Especialistas citados en la investigación sostienen que el caso ofrece una de las evidencias más contundentes hasta ahora sobre el uso sistemático de IA por parte de regímenes autoritarios para planificar y coordinar campañas de intimidación más allá de sus fronteras.
ChatGPT como “diario operativo”
Uno de los hallazgos más llamativos es que el funcionario involucrado habría utilizado ChatGPT como una suerte de diario personal para registrar avances, diseñar acciones y estructurar la coordinación de la red clandestina. Según explicó OpenAI, tras detectar la actividad, la cuenta fue bloqueada.
Ben Nimmo, investigador principal de OpenAI, afirmó a CNN que el fenómeno “no se limita a lo digital” ni a simples acciones de troleo en línea. “Es una operación industrializada, pensada para atacar a los críticos del Partido Comunista Chino con todos los recursos disponibles, en todos los frentes, de manera simultánea”, señaló.
En uno de los casos, los operadores diseñaron una campaña para simular la muerte de un disidente mediante la publicación de un obituario falso y la difusión de imágenes manipuladas de una lápida. Los rumores sobre el supuesto fallecimiento circularon en 2023, según consignó la edición en chino de Voice of America.
En otro episodio, el usuario solicitó a ChatGPT un plan por etapas para desprestigiar a la entonces recién designada primera ministra de Japón, Sanae Takaichi, incentivando el descontento en torno a aranceles estadounidenses sobre bienes japoneses. De acuerdo con el informe, ChatGPT rechazó la solicitud.
Escalada tecnológica entre Beijing y Washington
El informe se conoce en medio de la creciente competencia estratégica entre China y Estados Unidos por la supremacía en inteligencia artificial, considerada un sector clave tanto en el ámbito militar como en el comercial.

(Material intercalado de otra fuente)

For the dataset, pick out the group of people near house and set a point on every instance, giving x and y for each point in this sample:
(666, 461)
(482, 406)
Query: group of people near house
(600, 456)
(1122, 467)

Según CNN, la disputa tecnológica también involucra a otras compañías del sector. El Pentágono mantiene tensiones con Anthropic, cuyo director ejecutivo, Dario Amodei, habría recibido presiones del secretario de Defensa estadounidense para flexibilizar ciertas barreras de seguridad del modelo de la empresa bajo amenaza de perder contratos con el Departamento de Defensa.
Para analistas como Michael Horowitz, ex funcionario del Pentágono y profesor en la Universidad de Pennsylvania, el reporte de OpenAI demuestra hasta qué punto China integra herramientas de IA en sus estrategias de información. “El informe muestra con claridad cómo China emplea activamente inteligencia artificial para potenciar sus operaciones informativas”, sostuvo.
Un fenómeno en expansión
El caso ilustra una tendencia más amplia: el uso de plataformas de inteligencia artificial no solo como generadores de contenido, sino también como herramientas de planificación y archivo dentro de operaciones estatales de influencia.
Más allá del episodio puntual, el informe reaviva el debate sobre los límites, controles y riesgos asociados a la IA en un contexto de rivalidad geopolítica creciente, donde la frontera entre tecnología, propaganda y seguridad nacional se vuelve cada vez más difusa.